At 14th the procession turned to cross the Mall, and room to move became scarce again. Police directing traffic on Constitution meant a start-stop movement now. Everyone was tired and hungry. Underfoot there was white plastic flooring of some kind to protect the grass, which would trip you if you didn’t look down. Most everyone was struggling to remain polite, but some tempers flared occasionally. It was difficult to keep it under control. The crowd appeared to entirely cover the Mall. Once more it was people as far as the eye could see.
Finally, at Constitution and 14th, space came into view. Up the slope on 14th the crowd had thinned and it appeared people were escaping. The March was headed west, toward the White House, but exhaustion and plunging blood sugar (because Sixty and Diabetic) made escape most attractive. We’d lost M hours ago when she’d gone looking for a restroom and never made it back, so we went on up 14th and would join back up with her at our designated rallying point in Ballston.
Right away we noticed there were lines from the train station and halfway down the block. Oh, joy. Hopping on a train and getting out of Dodge wasn’t going to happen. So we found a takeout shop a few blocks up, snagged a couple of chairs, and I sat in an exhausted stupor, drinking diet soda and munching the last of the jerky I had in my drawstring small necessities bag. I called my husband and told him all about the great fun I was having.
Actually, it was fun. However much good it did, however little good it felt like we were doing, it was heartening to be around like-minded people just as apprehensive of the future as ourselves. More importantly, to know we’re not alone in the resistance.

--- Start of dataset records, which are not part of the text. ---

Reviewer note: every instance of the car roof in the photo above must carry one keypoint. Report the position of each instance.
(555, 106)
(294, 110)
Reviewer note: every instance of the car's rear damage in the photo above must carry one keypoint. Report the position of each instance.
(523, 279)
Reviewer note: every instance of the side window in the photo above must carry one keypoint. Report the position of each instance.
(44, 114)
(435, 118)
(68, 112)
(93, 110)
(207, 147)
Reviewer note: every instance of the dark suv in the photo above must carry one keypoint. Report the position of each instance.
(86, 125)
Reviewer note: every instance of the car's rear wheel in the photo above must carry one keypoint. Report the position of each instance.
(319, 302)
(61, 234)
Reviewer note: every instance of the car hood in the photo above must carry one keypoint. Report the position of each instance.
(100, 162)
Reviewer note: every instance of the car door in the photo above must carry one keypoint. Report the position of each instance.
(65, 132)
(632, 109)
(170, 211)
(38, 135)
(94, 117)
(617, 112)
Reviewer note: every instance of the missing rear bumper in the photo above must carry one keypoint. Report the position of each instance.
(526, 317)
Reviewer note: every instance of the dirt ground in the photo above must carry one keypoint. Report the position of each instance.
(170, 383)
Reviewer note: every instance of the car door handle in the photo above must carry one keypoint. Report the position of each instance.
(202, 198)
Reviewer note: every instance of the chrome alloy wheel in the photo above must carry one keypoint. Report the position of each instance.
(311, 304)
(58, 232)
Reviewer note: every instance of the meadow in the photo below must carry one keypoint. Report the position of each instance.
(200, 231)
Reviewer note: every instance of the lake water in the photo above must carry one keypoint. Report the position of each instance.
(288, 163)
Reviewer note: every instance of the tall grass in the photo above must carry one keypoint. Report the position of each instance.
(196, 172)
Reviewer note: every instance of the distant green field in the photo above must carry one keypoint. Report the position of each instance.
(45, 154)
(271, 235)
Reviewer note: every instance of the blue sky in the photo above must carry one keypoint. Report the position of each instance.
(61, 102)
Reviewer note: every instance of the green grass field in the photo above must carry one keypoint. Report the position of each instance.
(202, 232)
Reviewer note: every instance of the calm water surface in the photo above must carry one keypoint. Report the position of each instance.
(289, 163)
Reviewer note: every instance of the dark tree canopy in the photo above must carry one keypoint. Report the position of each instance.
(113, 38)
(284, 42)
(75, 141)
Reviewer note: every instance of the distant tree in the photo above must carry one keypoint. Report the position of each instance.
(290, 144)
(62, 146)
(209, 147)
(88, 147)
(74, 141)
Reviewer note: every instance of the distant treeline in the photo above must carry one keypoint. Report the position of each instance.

We eventually made our way westward, packed into a train like the sort of sardines that don’t make it out of the can in one piece. Our signs had all been discarded, one-by-one, because there was no way they would fit with us on the return trip. We rallied with M at the restaurant in Ballston, ended up at a barbecue place in Reston, and had some fabulous ribs and probably the worst margarita I’ve ever tasted (but I had two.) We returned to the house, swapped photos, then I crawled into bed so I wouldn’t fall into it. Not kidding.

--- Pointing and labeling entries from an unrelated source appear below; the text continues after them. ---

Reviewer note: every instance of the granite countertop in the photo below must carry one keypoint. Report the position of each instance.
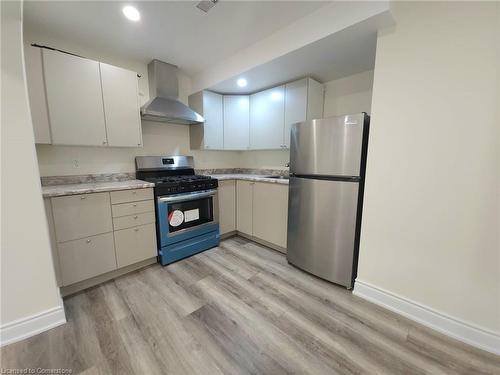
(93, 187)
(250, 177)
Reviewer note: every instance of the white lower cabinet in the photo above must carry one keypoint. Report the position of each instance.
(244, 212)
(270, 212)
(87, 257)
(135, 244)
(100, 232)
(262, 211)
(227, 206)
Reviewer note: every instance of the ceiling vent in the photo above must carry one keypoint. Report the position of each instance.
(206, 5)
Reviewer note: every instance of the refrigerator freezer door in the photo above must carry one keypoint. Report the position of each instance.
(328, 147)
(322, 226)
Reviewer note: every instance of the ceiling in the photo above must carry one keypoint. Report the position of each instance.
(341, 54)
(173, 31)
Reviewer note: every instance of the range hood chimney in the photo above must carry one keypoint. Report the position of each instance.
(163, 105)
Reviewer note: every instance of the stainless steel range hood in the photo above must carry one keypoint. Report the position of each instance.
(164, 91)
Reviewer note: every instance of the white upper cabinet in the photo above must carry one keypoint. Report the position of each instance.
(77, 101)
(74, 99)
(267, 116)
(303, 101)
(209, 135)
(121, 106)
(36, 93)
(236, 122)
(261, 121)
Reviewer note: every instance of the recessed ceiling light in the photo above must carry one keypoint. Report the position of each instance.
(131, 13)
(242, 82)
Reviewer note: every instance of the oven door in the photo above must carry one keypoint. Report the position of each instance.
(183, 216)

The bus ride home among fellow marchers reaffirmed the value of having gone. I gained Facebook friends to replace the ones who’d dumped me after the election. We watched the news on the bus TV and cheered the coverage of the DC march, as well as all the marches held on every continent on earth, including Antarctica.
Antarctica, you say? Yes. About thirty researchers in Antarctica had marched that day. (All jokes about the March of the Penguins will be met with stony face.)
At the end of the day, we are not alone in the Resistance. Load up the R2 unit, we’re going for a ride.